Ritalin has been in use since the mid-1950’s but came into prominence in 1961, when it helped to treat conditions such as depression and narcolepsy, and more recently the attention disorder known as ADHD in children. Ritalin has a chemical structure that closely resembles cocaine, and evidence suggests that the two compounds have similar functions when it comes to how they affect the human body. Because of this, health concerns have been raised targeting the harmful side effects and addictive potential of the drug. Ritalin’s primary function is the blocking of a protein responsible for the absorption of dopamine, a chemical used to control an individual’s mood and behavior. Because of this interruption, dopamine levels within the brain rise dramatically, leading to a spike in mental energy, clarity, and capacity for motivation and desire in the user.

Side effects & Dosages

Ritalin is highly addictive, and also comes with a wide range of side effects.

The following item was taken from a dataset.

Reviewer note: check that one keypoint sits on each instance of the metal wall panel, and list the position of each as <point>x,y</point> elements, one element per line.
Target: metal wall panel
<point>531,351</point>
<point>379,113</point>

These include but are not limited to: increased heart rate, chest and joint pains, fever, and skin rashes. It is imperative for a user of Ritalin to contact a medical professional if any such side effects occur during its consumption. Dosages for adults typically rate as 1 mg for every kilogram of body weight daily. However, due to Ritalin’s potential for addictiveness, it is recommended to consult a qualified physician for individual specifications as they relate to regular consumption.